Gromacs has some neat command-line programs to interact with MD trajectories. A lot of them prompt for additional input when you’re running them. I’ll show you how to use Python’s subprocess
module to deal with this.
In Python, you can call an external program with the subprocess
module. For example
import subprocess
subprocess.check_call(['convert', 'image.jpg', 'image.png'])
will call ImageMagik’s convert
utility. Note that the arguments need to be given as a list of strings (not one big string). You might be tempted to do
"convert image.jpg image.png".split()
to make it feel more natural. This might cause problems. You should use shlex.split instead.
trjconv
Gromacs trjconv is useful. Despite being one of the primary maintainers of mdtraj, I still use it sometimes (blasphemy!). An example run looks like this:
$ gmx trjconv -f XTCs/Traj0/nug2-0.xtc -s nug2.pdb -o newtraj.xtc
GROMACS: gmx trjconv, VERSION 5.0.7
[stuff removed here]
Library dir: /home/harrigan/opt/gromacs/share/gromacs/top
Command line:
gmx trjconv -f XTCs/Traj0/nug2-0.xtc -s nug2.pdb -o newtraj.xtc
Will write xtc: Compressed trajectory (portable xdr format): xtc
Select group for output
Group 0 ( System) has 846 elements
Group 1 ( Protein) has 846 elements
Group 2 ( Protein-H) has 435 elements
Group 3 ( C-alpha) has 56 elements
Group 4 ( Backbone) has 168 elements
Group 5 ( MainChain) has 225 elements
Group 6 ( MainChain+Cb) has 278 elements
Group 7 ( MainChain+H) has 283 elements
Group 8 ( SideChain) has 563 elements
Group 9 ( SideChain-H) has 210 elements
Select a group:
You have to input numbers sometimes!

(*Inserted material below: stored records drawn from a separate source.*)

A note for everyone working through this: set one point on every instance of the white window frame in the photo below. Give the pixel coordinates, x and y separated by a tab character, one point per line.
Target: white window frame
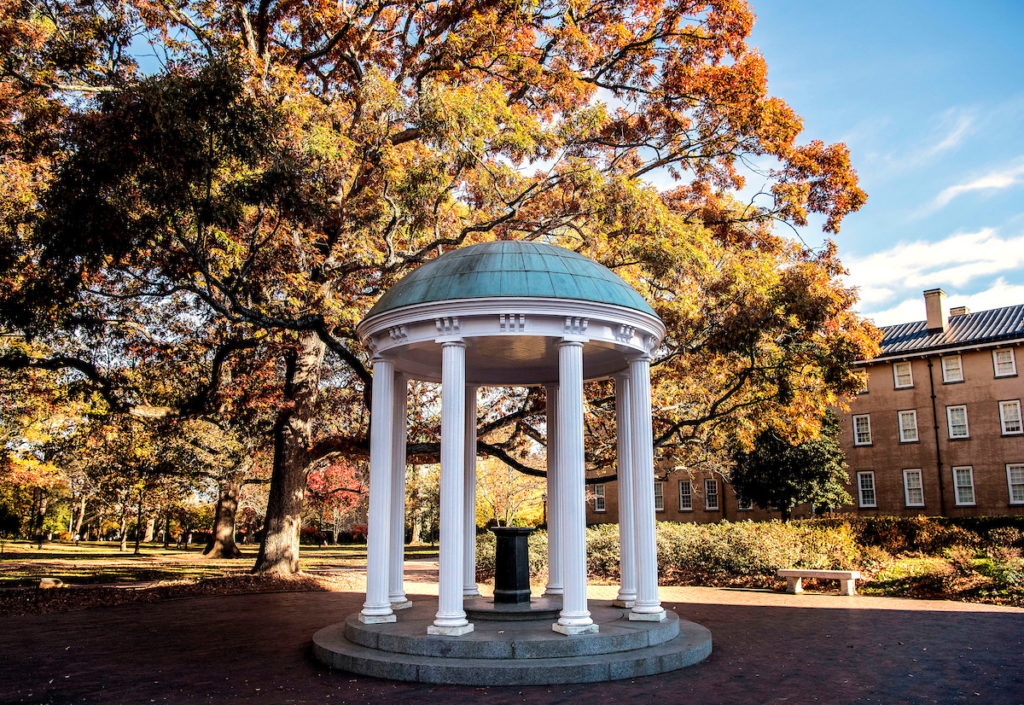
910	472
711	483
1013	363
949	422
860	490
1016	405
912	413
1010	483
951	374
856	438
864	388
909	372
685	500
957	486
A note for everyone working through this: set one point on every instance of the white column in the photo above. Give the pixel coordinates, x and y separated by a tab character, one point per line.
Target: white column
554	506
451	618
574	617
647	606
469	588
624	450
378	607
396	587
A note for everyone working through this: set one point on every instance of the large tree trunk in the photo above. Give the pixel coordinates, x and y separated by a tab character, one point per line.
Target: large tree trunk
279	551
124	530
76	533
39	521
221	543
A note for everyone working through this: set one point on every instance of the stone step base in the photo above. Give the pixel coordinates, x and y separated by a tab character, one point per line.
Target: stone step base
527	656
512	638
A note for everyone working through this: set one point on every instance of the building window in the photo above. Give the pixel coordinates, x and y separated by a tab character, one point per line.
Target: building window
956	418
1010	417
908	426
913	489
1004	363
862	429
952	369
865	489
964	485
862	379
1015	479
685	496
711	495
902	376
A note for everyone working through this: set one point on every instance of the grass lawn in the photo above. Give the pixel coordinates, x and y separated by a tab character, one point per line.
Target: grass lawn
93	563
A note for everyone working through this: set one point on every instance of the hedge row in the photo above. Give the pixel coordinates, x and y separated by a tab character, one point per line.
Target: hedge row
752	552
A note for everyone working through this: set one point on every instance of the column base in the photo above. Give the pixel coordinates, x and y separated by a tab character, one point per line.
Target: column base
647	616
450	631
573	629
377	619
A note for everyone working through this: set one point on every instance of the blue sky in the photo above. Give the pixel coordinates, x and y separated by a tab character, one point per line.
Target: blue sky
930	98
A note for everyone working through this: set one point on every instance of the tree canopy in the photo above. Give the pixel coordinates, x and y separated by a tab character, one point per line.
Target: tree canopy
778	473
192	181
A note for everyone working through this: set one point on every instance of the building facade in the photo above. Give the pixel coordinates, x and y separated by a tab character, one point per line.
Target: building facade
938	429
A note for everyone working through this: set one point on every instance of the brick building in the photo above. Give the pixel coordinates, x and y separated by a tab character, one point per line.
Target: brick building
938	429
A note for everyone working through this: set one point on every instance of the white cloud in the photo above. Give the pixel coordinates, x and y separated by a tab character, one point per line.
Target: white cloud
891	282
999	294
954	260
1003	178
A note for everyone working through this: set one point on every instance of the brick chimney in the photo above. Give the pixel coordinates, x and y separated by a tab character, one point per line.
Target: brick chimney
935	307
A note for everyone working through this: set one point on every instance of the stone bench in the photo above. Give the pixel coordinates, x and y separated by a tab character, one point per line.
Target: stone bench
794	578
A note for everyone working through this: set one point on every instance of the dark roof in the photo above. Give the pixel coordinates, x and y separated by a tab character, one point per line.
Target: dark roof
515	268
984	327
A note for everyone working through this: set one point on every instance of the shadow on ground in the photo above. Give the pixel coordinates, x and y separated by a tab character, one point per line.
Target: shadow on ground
256	649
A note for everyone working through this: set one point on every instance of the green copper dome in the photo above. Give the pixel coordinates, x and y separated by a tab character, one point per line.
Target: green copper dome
511	268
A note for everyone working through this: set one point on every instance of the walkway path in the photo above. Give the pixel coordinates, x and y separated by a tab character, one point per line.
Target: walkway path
769	648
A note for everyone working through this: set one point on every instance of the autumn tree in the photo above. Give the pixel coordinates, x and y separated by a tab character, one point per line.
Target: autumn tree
776	472
289	162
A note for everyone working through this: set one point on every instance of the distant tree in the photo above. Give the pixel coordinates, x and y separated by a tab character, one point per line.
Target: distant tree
777	473
507	496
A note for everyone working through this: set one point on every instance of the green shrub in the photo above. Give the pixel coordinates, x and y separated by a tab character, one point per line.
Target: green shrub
898	535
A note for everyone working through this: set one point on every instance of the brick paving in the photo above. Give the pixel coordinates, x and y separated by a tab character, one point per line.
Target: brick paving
769	648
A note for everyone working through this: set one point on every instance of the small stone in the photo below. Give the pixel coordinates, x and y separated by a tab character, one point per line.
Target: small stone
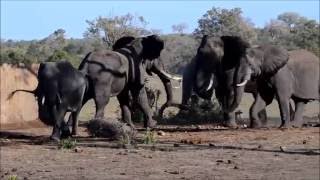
78	150
161	133
13	169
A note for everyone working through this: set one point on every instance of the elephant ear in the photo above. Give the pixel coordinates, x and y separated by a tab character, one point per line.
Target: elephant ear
122	42
267	59
151	47
234	49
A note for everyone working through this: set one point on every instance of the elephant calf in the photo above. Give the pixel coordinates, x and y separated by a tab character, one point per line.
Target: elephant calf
60	89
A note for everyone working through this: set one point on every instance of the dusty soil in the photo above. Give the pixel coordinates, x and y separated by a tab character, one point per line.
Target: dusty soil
203	152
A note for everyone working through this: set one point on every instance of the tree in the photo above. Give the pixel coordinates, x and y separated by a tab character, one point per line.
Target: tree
225	22
292	31
106	30
179	28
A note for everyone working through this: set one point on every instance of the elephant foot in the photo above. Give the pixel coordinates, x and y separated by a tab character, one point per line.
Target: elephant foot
150	124
296	124
284	126
255	124
65	132
55	138
231	124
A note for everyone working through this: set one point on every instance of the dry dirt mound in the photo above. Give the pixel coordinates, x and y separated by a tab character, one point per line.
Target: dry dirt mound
21	110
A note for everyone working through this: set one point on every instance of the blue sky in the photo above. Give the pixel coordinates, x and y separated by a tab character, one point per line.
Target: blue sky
37	19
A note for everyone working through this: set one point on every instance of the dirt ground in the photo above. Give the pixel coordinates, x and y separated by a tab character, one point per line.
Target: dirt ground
195	152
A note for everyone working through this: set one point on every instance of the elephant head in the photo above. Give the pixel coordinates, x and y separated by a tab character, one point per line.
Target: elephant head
233	62
156	66
148	48
220	59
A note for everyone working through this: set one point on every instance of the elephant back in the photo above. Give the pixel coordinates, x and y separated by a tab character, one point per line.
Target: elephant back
304	66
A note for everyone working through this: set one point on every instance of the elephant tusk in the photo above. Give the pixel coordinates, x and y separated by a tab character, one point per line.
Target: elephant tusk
171	76
242	84
210	84
43	100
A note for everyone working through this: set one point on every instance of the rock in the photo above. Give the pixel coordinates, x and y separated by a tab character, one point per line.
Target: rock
112	129
78	150
161	133
283	148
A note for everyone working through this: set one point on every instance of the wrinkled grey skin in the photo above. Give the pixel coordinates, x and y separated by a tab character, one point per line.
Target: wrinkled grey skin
60	89
296	79
156	66
110	73
188	88
237	63
217	57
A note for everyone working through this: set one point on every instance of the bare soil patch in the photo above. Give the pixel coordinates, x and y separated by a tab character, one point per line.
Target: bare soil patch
201	153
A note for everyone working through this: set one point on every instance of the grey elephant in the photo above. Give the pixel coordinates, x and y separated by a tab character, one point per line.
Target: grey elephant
155	66
116	73
60	89
204	83
284	75
234	63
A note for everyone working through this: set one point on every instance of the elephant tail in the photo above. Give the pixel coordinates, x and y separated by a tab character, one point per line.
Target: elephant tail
177	105
34	92
84	64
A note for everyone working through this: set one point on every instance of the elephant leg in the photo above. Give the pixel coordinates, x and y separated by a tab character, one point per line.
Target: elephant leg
298	119
284	106
258	106
142	101
263	113
263	117
229	120
101	99
75	121
58	114
124	102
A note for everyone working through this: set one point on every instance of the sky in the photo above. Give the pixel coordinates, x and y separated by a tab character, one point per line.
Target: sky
27	20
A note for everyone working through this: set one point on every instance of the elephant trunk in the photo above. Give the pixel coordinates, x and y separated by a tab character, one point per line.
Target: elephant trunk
169	76
239	90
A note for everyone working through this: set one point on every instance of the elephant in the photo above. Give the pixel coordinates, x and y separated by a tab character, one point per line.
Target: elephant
120	72
188	87
283	75
277	72
156	66
61	89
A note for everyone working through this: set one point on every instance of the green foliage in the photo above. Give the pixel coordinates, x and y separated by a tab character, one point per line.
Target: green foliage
104	31
67	143
149	137
220	22
293	32
178	51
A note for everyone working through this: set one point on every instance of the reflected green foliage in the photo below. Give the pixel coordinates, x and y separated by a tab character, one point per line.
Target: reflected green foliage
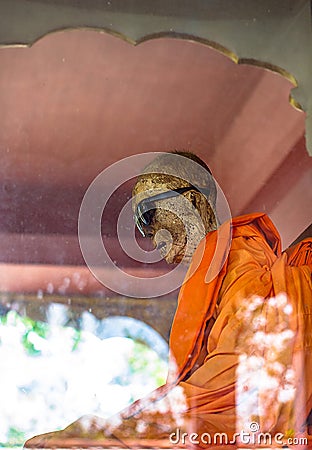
142	360
52	374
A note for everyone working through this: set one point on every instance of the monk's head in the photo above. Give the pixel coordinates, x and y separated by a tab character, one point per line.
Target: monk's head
172	210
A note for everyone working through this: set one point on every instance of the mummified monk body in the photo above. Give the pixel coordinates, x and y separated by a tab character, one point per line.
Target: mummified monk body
240	343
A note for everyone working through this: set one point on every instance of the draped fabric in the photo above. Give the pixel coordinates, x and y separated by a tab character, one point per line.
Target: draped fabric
259	291
240	344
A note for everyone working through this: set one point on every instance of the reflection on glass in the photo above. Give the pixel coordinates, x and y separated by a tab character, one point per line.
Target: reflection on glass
51	374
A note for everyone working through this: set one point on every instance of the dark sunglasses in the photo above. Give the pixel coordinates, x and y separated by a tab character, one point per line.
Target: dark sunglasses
145	209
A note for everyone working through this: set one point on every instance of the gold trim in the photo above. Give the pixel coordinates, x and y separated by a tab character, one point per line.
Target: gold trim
176	35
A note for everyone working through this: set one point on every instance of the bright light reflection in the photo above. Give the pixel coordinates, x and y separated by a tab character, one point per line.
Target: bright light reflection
52	374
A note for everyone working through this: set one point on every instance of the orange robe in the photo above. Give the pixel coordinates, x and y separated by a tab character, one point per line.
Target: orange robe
235	354
209	368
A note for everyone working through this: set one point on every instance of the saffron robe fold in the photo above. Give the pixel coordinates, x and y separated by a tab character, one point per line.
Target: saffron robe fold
255	267
240	344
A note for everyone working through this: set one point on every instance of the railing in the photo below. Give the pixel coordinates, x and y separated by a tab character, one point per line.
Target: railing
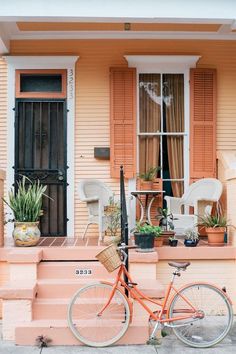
124	219
2	178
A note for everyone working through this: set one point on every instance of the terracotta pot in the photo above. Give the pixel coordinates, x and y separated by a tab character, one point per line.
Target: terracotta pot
26	234
158	241
166	235
215	235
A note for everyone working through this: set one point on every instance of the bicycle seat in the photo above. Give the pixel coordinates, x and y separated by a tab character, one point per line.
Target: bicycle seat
181	265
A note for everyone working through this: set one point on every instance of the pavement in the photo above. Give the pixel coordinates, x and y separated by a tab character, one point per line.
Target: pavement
169	345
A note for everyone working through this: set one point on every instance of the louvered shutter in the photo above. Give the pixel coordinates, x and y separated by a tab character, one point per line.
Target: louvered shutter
123	121
202	123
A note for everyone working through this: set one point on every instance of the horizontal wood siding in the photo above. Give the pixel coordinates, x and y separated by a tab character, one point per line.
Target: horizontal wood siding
92	92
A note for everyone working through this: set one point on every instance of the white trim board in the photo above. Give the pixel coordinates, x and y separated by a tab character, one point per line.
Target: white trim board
43	62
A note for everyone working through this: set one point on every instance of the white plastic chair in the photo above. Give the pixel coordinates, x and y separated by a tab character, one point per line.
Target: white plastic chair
96	194
200	195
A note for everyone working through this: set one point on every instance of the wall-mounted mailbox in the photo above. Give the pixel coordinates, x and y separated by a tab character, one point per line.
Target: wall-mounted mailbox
102	153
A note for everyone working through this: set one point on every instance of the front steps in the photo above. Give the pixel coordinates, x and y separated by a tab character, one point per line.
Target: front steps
55	284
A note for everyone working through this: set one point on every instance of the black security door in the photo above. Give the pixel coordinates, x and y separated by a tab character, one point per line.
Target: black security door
40	153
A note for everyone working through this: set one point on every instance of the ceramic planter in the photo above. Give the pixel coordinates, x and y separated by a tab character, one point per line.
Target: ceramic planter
158	241
26	234
190	243
215	235
145	242
166	235
173	243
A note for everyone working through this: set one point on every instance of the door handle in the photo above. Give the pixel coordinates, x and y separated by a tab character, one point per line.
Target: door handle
60	176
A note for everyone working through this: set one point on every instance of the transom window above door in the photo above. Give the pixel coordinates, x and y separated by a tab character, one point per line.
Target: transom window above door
40	83
161	128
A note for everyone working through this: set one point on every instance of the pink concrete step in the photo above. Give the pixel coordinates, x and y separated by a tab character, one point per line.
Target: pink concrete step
61	288
73	270
60	334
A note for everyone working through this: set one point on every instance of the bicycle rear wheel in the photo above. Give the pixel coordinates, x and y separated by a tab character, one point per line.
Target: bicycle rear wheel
212	304
94	330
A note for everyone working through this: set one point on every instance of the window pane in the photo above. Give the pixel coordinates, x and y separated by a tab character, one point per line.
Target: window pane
40	83
150	103
173	102
173	161
149	153
173	188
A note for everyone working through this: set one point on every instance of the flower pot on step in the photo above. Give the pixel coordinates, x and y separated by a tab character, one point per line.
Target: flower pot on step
145	242
158	242
215	235
26	234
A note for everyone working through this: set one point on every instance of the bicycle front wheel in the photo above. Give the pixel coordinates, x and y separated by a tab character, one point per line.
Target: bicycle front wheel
216	315
93	329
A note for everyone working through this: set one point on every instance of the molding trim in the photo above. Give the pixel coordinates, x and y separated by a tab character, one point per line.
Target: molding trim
166	63
39	35
44	62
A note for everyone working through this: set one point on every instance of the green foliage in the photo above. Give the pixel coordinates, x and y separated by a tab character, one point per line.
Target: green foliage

We can do this with subprocess
You have to get down and dirty with the subprocess module to handle this. Instead of simply calling call
(or its variants), we will open a process object and mess with it. The full details are in the python docs.
traj_fn = 'in.xtc'
out_fn = 'out.xtc'
top_fn = 'nug2.pdb'
p = subprocess.Popen(['gmx', 'trjconv', '-center',
'-f', traj_fn, '-s', top_fn,
'-o', out_fn],
stdin=subprocess.PIPE)
p.communicate(b'1\n0\n') # Center on protein, output everything
p.wait()
We send a byte string (b"this is a string of bytes"
) to the process after it has been started with the communicate()
method. We give subprocess
advanced notice that we’re going to do this by telling it to read stdin=subprocess.PIPE
. You can send whatever input you want here. Note that we use \n
to send “enter”. You can use multiple calls to communicate
if you want:
p = Popen(...)
p.communicate(b'1\n')
p.communicate(b'0\n')
p.wait()
Now you can script gromacs like a champ!
Gromacs has some info about this problem (Thanks Nate!). Note that their examples use bash constructs, so you have to do subprocess.call("...", shell=True)
for them to work. This is generally a bad idea.
GromacsWrapper is a Python package that makes this seamless. Thanks to Chris for pointing this out.